Ein Großteil der Real-Fans sind für eine Bestrafung des Portugiesen. Für den spanischen Fußballverband (RFEF) existiert die Attacke vor vier Tagen jedoch gar nicht.

Das Raubein entschuldigte sich nur halbherzig und scheint ungeschoren davonzukommen.

Rüffel von Ex-Profis

Nach einer Umfrage sind 94 Prozent der Real-Fans für eine Bestrafung Pepes, darunter angesehene Ex-Profis.

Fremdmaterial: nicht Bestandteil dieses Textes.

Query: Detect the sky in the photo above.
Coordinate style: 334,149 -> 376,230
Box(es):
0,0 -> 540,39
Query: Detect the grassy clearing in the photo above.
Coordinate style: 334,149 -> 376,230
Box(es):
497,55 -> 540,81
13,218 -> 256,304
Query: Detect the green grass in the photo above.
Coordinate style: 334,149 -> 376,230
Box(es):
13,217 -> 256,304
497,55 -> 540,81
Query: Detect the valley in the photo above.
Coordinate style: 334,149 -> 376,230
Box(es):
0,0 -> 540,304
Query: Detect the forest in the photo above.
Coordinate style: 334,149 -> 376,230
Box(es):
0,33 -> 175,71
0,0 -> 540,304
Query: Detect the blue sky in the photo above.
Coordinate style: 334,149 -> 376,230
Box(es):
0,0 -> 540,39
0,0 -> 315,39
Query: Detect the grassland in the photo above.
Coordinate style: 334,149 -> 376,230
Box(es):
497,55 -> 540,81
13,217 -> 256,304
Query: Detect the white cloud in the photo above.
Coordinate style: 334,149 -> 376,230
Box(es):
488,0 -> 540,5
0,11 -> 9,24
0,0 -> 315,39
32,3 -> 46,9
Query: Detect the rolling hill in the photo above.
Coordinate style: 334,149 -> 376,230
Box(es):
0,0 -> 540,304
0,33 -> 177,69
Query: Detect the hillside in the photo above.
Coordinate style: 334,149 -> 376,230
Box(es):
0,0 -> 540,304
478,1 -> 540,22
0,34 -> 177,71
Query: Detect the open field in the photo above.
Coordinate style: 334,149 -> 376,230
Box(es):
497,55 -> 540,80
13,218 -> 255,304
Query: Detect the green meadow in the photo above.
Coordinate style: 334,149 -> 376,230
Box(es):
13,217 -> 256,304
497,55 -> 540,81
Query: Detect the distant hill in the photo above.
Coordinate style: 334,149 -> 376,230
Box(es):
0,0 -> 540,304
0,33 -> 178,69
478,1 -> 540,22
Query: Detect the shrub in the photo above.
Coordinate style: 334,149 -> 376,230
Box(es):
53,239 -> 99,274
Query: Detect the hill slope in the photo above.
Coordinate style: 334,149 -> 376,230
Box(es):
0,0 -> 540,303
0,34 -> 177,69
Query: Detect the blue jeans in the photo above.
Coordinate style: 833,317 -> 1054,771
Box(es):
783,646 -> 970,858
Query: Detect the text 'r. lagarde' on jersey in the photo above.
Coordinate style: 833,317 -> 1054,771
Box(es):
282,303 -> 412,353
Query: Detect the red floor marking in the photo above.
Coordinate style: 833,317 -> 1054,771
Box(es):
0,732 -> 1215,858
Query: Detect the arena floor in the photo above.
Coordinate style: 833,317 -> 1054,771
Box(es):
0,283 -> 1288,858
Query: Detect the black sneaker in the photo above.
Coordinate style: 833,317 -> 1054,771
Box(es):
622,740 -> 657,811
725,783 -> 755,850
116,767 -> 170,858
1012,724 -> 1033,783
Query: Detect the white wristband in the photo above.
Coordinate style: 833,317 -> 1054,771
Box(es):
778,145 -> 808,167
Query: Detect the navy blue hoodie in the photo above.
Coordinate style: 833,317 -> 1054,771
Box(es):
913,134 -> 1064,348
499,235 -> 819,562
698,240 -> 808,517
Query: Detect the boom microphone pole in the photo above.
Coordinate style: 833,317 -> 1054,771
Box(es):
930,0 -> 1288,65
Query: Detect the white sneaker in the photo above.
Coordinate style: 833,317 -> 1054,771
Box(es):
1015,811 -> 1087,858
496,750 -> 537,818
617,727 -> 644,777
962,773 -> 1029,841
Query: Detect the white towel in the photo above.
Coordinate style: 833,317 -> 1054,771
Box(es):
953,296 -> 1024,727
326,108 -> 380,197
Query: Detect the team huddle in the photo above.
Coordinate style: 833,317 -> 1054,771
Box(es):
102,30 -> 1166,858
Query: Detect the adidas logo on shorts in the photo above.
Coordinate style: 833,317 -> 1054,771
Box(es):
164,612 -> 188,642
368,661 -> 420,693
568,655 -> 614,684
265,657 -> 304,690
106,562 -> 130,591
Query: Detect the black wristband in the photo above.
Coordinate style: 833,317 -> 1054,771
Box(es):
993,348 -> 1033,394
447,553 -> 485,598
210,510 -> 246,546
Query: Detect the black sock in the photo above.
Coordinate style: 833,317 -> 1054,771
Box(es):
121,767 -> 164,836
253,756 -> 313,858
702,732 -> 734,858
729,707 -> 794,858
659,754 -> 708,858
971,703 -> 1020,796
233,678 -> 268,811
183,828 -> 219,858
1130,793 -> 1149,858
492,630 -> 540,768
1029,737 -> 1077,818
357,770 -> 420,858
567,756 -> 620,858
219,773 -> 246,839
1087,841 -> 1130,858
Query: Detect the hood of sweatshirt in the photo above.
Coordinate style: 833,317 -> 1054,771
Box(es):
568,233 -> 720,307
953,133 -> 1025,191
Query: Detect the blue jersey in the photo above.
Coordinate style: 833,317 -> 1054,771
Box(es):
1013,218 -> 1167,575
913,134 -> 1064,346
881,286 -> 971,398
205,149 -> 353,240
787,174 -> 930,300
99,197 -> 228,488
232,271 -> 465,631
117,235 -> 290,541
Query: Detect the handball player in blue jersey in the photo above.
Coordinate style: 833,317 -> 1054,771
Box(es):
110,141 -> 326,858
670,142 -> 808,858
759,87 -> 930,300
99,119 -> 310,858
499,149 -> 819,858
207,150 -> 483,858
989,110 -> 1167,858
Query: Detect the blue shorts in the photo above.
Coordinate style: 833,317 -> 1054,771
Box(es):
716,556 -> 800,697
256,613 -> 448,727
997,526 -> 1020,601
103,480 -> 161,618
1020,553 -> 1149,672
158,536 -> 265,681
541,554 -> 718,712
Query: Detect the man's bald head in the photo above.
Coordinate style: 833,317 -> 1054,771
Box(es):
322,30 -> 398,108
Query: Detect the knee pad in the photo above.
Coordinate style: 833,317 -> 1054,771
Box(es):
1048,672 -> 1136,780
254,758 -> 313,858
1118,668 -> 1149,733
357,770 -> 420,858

"Das Problem ist längst nicht gelöst, der einzige Ausweg wäre eine drastische Reaktion der Verantwortlichen", sagte der 66-fache Nationalspieler Michel.

Rafael Alkorta, der 54-mal für Spanien spielte, meinte: "Pepe kann seine Aggressivität nicht zügeln. Da hilft nur eine Strafe."

Attacke existiert nicht

Die spanische Presse nennt Deutschland oder England als Beispiel, wo die Verbände notfalls zu Video-Beweisen greifen, um Übeltäter zu bestrafen.

Für den RFEF jedoch existiert die Attacke gegen Messi gar nicht, obwohl sie unzählige Male über die Bildschirme lief. Der Verband beruft sich darauf, dass dazu nichts im Spielbericht des Schiedsrichters steht.

"Barca" erstattete beim Verband keine Anzeige, weil der Champions-League-Sieger die Beziehungen zu Real nicht belasten will.

Pepe entschuldigt sich

Die Madrilenen machen keine Anstalten, Pepe vereinsintern zu bestrafen, obwohl die "Königlichen" von ihrem Selbstverständnis her eigentlich immer größten Wert auf vornehme Umgangsformen legen.

Der Klub bewegte Pepe lediglich dazu, eine Entschuldigungserklärung abzugeben.

Der Tritt auf die Hand des Weltfußballers sei keine Absicht gewesen, behauptete der Portugiese. "Wenn ich Messi verletzt haben sollte, entschuldige ich mich dafür."

Diese Erklärung nahm Pepe jedoch kaum jemand ab. "Eine Entschuldigung sieht anders aus", meinte das Madrider Sportblatt "As". "So machte Pepe alles nur noch schlimmer."